This is a short high level overview to show you what is our software and hardware infrastructure @ ADA Point Pool.
Overall goal of our pool is that people have a quality and low fee pool to delegate to which provides max return on investment (ROI) every EPOCH.
The strategy to achieve that goal is for us to have the biggest uptime possible at competitive price/block. In other words having high reliability; no downtime, which means we should produce blocks every time we are assigned to produce them.
Being a highly reliable staking pool means we have to take care of many services in our stack. Lets try to list some: electricity, hardware components, reliable internet, backups, operating system, custom scripts, Cardano Jormungandr node.
If we would try to manage all of them it would be very expensive, therefore we decided to go with a common practice, to lower some of this costs. We use an IaaS provider which is common in the industry, therefore we can delegate some of the responsibilities to companies whose core goal is to provide the most basic computing services to their clients.
ADA Point Pool
Custom workflow scripts
Cardano Jormungandr node
- no electricity downtime, power batteries and generators
- hardware is virtualized, if some component fails there is no downtime
- data center is usually situated or have a good connection with the internet backbone cables so network latencies are much better
- automated backups
- popular OS can be quickly installed & booted
- other driver, hardware optimizations that happen in the background
- server grade hardware Xeon, ECC RAM, …
- relatively speaking low cost for what you get
- not directly in line with decentralization effort
- no customizations at this levels, for example you cannot power your server with solar power
- if reliability of this services is bad you cannot directly affect this yourself
The pluses in our case out-weighted the minuses.

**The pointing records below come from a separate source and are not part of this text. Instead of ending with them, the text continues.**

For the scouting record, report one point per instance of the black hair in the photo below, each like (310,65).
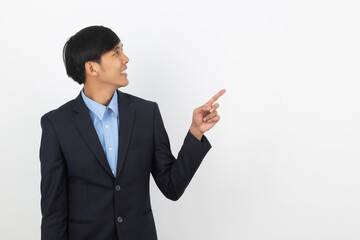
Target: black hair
(87,45)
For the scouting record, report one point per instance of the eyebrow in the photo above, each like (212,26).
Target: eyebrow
(117,47)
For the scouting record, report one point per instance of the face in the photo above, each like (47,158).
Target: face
(112,68)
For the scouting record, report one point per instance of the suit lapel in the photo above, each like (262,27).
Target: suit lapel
(126,119)
(84,124)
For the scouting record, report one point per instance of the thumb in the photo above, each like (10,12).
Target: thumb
(205,108)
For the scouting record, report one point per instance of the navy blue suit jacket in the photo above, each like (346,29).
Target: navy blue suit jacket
(80,197)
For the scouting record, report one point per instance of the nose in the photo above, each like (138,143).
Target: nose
(125,59)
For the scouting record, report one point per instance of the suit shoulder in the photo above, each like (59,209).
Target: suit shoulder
(56,113)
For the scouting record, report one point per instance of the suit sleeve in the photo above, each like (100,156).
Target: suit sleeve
(171,175)
(53,185)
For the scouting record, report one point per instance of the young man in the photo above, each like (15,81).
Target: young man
(97,151)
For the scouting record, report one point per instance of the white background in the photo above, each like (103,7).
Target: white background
(285,157)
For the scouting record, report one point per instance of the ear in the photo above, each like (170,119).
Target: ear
(91,68)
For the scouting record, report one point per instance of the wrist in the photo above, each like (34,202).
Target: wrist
(196,133)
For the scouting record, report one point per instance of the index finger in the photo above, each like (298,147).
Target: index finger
(215,97)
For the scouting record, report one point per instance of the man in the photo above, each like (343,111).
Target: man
(97,151)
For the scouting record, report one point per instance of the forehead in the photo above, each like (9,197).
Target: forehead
(110,52)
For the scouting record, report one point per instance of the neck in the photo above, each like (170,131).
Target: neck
(101,95)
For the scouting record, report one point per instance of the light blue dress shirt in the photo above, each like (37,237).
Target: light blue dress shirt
(106,123)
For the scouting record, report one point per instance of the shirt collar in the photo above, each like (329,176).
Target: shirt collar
(99,109)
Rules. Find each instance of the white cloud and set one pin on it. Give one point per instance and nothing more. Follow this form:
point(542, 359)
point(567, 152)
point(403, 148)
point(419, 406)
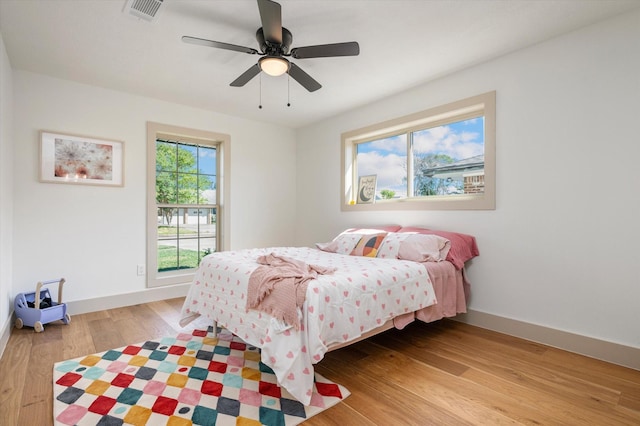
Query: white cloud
point(390, 169)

To address the negative sides. Decentralization — wise we have a separate backup system. We have a spare IaaS provider and if that fail a direct hardware machine when we can run our nodes if the need arises. This can happen with IaaS if reliability becomes bad or from other social pressures that come with running decentralized nodes.
ADA Point Pool services
For good basic low level step by step setup you can follow an awesome Chris Graffagnino tutorial. Here we will describe some things that we do beyond that.
We are running a server version of Ubuntu 18.04.
There are other important parts for pool operators that you have to take care of on the operating system level:
- Operating system should be updated with latest security patches
- Properly configure firewall, we use ufw
- DO NOT install or add any services that are not crucial to node service operation
- Setting correct operating system permissions; This really helps with what you can screw up unintentionally. Also it helps with what an attacker can do in your system
- Use SSH keys to login to the system
Also a useful tip is to use mobile SSH client on the go. We use JuiceSSH. This is really handy especially after stability upgrades if you get an alarm so you can quickly check if everything is in order wherever you are. Also in an emergency you can do a quick fix or revert just so you don’t miss any blocks.
Custom workflow scripts
There are always some scripts that devops(sysadmins, IT) need to automate some tasks so they are not repeated everytime. This should all be tracked with a version manager like git. So when we are updating scripts we can track changes and revert if something goes wrong. Also it is more easy to transfer them to a new computer.
Our core script responsibilities
- Spun up a new node instance by just adding config with port number to config/nodes/3100 for example.
- Generating config from predefined peer list pinging every server and sorting results by latency.
- Check any historic hashes for any currently running node. For example check if hash 5 blocks ago matches with Cardano explorer node or any other node.
- Check if nodes’ last block hash is not changing.
- Gracefully kill process(node) script.
- Custom “state” script which has one word state and knows how to describe internal node errors to other scripts.
- Leader block schedule dates.
Note: All our scripts are stateless so we can compose them as we want. Data that we need is stored separately in files. We are saving:
- Last start time for each node: To know how long we are bootstraping — “Restarting”)
- Block hashes for each node: To compare older hashes if our node is faster than the one we are comparing it to
- Storage sizes for each node when bootstraping — “Restarting”: To see if size is increasing while bootstrapping
With this kind of scripts we compose other more complex behaviors like operational scripts.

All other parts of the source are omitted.